Sin embargo, funcionó. Escocia, pese a haber sido la perdedora en el negocio político sellado tras la firma de ese tratado desigual, empezó a ver a lo largo del siglo XVIII y, sobre todo, del XIX, que la unión con Inglaterra resultaba de lo más conveniente al obtener, después de todo, libre entrada a un cada vez más vasto imperio colonial en el que colocar sus excedentes de población -fundamentalmente los generalmente despreciados highlanders, la mayoría pobres de solemnidad que no tenían ni para vestir con calzones- y la producción de la creciente industria radicada en las Midlands y las Downlands.

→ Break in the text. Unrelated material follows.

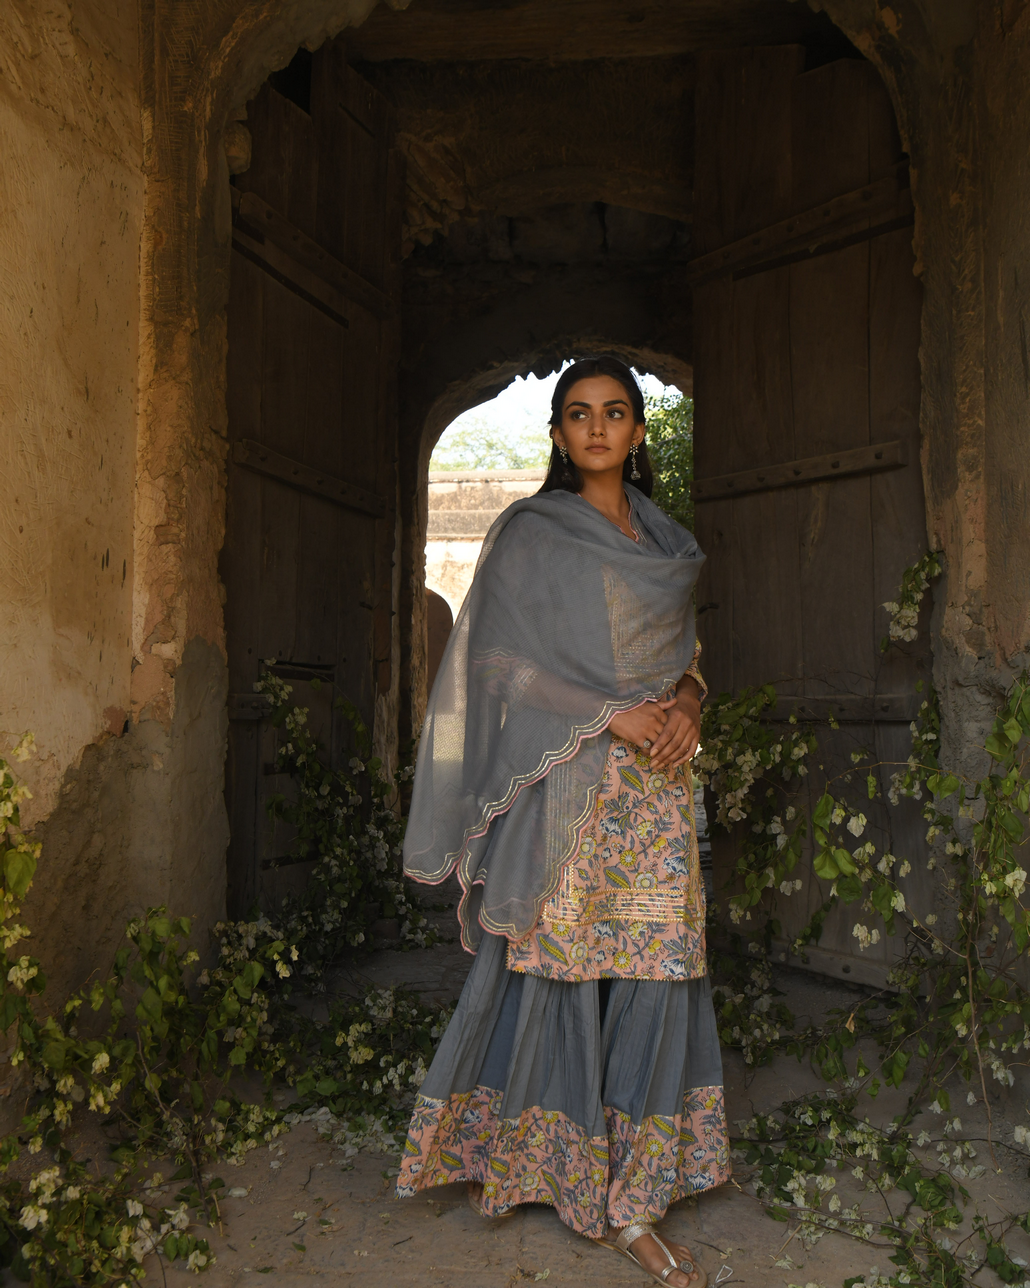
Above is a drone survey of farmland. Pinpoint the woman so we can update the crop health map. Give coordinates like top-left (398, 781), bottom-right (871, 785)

La archiconocida obra literaria de Robert Louis Stevenson, magnífico representante de la burguesía de las Tierras Bajas escocesas de finales del siglo XIX, es un perfecto resumen del ambivalente sentimiento escocés frente a la unión con Inglaterra. Por un lado hay novelas como “Secuestrado”, “Catriona” y, sobre todo, una verdadera obra maestra como “El señor de Ballantrae”, en la que se respira una leve nostalgia por lo que pudo ser y no fue tras la derrota del último levantamiento jacobita -el de 1745- que ha quedado archivado, erróneamente, en la memoria colectiva de cierto sentimiento independentista escocés como el momento en el que la independencia escocesa respecto a Londres se descalabra de modo más o menos definitivo.
Por otro la verdadera gran obra maestra de Stevenson, “La isla del tesoro”, es todo un canto a la Gran Bretaña felizmente unida que prospera haciéndose dueña de los mares y de todo lo que hay en ellos, barriendo los últimos vestigios de una Piratería que empieza a resultar más que molesta.
Ahora parece que ese débil equilibrio en el alma escocesa entre la nostalgia por la independencia de Londres y el balance económico altamente positivo del tratado de la Unión, tan bien representado en las novelas de Stevenson, se está inclinando en favor de la ruptura de ese tratado. Es difícil saber qué puede pasar a ese respecto y sí a partir de ahí Escocia entrará a formar parte de la Unión Europea como nuevo estado miembro a partir de 2014. El profesor Luis Moreno ya señalaba en “Escocia, nación y razón” que en esta historia de más de trescientos años, las autoridades inglesas han sido especialistas en, por así decir, marear la perdiz y, aprovechándose de la debilidad del sentimiento independentista escocés, incapaz de unirse, bloquear hasta sus demandas de perfil más bajo. Como la Devolution, reclamada, y obtenida, por otro referéndum celebrado en 1979 y que, en realidad sólo era una petición de descentralización. O como decimos por aquí, de autonomía.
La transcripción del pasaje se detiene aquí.